We had our doubts about how Naught Dog could top Uncharted 2’s big high points, but if it hasn’t outdone them it’s certainly matched them. Once again, set-pieces that would be the climax of another game become the closing point for a chapter: the big pay-off before it all starts up again. The gun-battles are great, but the real highlights of Uncharted 3 are those moments where all hell breaks loose, with environments that burn, crumble, dive and flood around you, with Naughty Dog’s excellent animation systems working to make every interaction with the environment look and feel totally convincing.
In some ways, the gameplay remains unchanged from Uncharted 2, but there are some improvements. Close combat plays a larger part, with a greater emphasis on counter moves and some excellent (and very satisfying) context-sensitive animations, making it all the more enjoyable to grab an enemy, slam them against the nearest hard object then give them the old one-two until they collapse. Punches, kicks, throws and headbutts all flow naturally together.
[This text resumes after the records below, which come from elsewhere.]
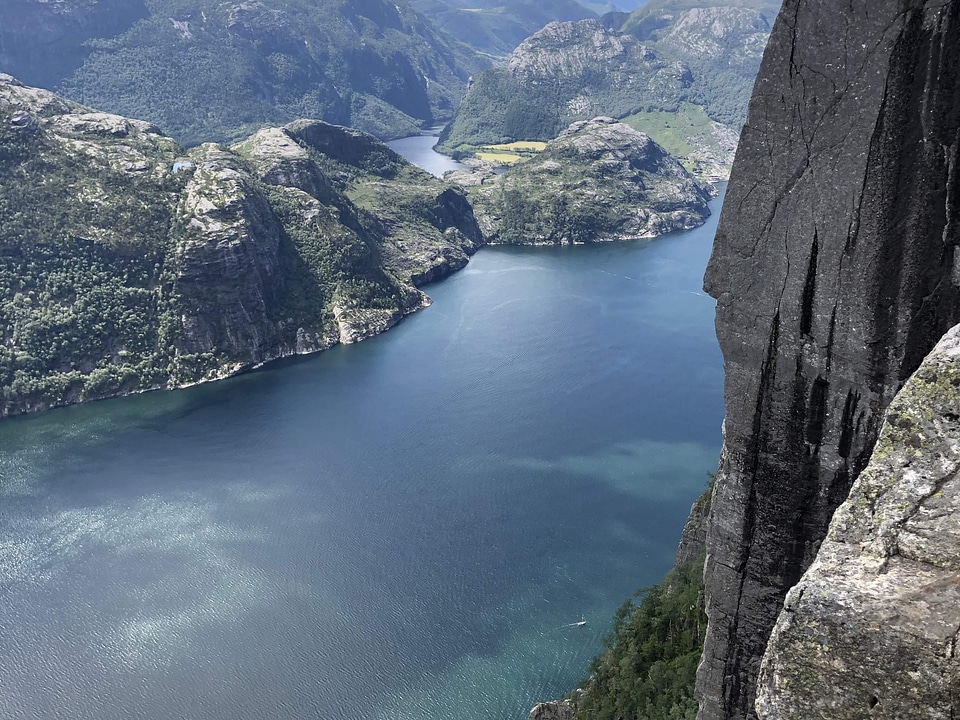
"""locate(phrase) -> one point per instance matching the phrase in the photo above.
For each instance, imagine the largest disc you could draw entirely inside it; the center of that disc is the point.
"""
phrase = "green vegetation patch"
(649, 665)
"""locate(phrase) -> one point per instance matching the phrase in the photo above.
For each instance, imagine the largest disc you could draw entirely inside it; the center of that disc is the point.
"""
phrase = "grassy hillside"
(649, 666)
(599, 180)
(668, 56)
(127, 263)
(496, 27)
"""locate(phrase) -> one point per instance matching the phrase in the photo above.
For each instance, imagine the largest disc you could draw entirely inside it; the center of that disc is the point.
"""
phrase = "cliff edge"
(835, 270)
(871, 629)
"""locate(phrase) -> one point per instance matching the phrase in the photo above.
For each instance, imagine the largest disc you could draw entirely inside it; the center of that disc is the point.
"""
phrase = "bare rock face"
(554, 710)
(835, 270)
(871, 630)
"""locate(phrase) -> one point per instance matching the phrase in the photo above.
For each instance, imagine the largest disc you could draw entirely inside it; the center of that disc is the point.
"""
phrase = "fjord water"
(396, 529)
Stealth also works better than it ever has in an Uncharted game, with some brutally efficient attacks and more flexible use of cover. We’re not talking revolutionary enhancements, but they certainly add something to the overall experience. And if Uncharted 3 is linear, there are pockets of action where you're free to express your own play style. Is there a bunch of goons between you and your next objective? Well, you could go in all guns blazing, but why not sneak up on them and even out the numbers?
Graphically, Drake’s Deception looks even better than the already stupendous Among Thieves. The level of detail and clutter in the scenery is frequently breathtaking, and the lighting has an amazing photographic quality, that works as well in secret underground chambers and moonlit ruins as it does on the sun-bleached streets of the Yemen and Catagena. The animation is dazzling – just witness the way Drake pushes and stumbles against the scenery as he runs, or the way bystanders turn their heads to watch you move. Close-up, Drake’s deception doesn’t quite go for the photo-realism of Heavy Rain or LA Noire, yet the characters are, if anything, more believable. The models, the body movements and the motion-captured animation seem to blend together into one personality.
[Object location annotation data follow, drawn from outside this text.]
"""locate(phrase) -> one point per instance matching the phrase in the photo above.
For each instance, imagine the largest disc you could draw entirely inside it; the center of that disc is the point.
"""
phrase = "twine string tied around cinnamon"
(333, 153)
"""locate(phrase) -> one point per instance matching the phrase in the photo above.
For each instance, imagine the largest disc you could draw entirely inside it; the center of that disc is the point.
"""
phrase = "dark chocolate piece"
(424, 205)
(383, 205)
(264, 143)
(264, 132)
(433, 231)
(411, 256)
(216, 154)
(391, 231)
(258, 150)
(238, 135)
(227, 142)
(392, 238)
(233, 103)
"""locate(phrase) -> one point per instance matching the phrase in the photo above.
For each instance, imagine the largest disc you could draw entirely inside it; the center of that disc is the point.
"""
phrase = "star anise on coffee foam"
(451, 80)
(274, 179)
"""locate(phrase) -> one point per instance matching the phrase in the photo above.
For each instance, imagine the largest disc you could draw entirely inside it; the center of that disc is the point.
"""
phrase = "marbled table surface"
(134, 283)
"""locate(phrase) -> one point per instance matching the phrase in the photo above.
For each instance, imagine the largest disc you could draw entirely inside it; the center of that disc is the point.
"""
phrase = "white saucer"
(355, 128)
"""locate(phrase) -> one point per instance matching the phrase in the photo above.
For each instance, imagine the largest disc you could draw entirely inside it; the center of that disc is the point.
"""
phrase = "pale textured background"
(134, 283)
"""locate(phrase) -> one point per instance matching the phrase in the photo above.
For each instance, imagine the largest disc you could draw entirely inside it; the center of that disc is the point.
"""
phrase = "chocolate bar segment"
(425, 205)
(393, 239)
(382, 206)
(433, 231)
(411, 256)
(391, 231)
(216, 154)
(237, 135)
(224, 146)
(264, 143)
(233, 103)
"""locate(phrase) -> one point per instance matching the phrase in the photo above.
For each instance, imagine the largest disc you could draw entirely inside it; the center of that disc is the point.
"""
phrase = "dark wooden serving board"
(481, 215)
Nor should we ignore the sound: Drake’s Deception sounds like a big-budget movie. It’s not that it’s hard to find a game these days with a sweeping score and good voice acting, but you can tell that Nolan North and his fellow actors are working in the same room, and that the cast has had time over all three games to build up some kind of rapport. There are no phoned-in star performances or ugly pauses, and the dialogue just flows. Use of sound effects is equally good, whether it’s the spot effects that add atmosphere deep underground, or the bangs, shots and blasts of a massive fight scene.
At this stage, it’s hard to talk much about the multiplayer options. While we’ve had a chance to play a few competitive games, we haven’t experienced the full gamut of modes and maps by any means. We’ll update this review once the game is released.
Uncharted 3 sits in a long line of linear, cinematic action games, but it sits right at the pinnacle of the style because it's cinematic values are so strong, its spectacle so dazzling and its action so very satisfying. A magnificent blend of all that's best about games and blockbuster movies, and one of the most exhilarating experiences you can have on a console.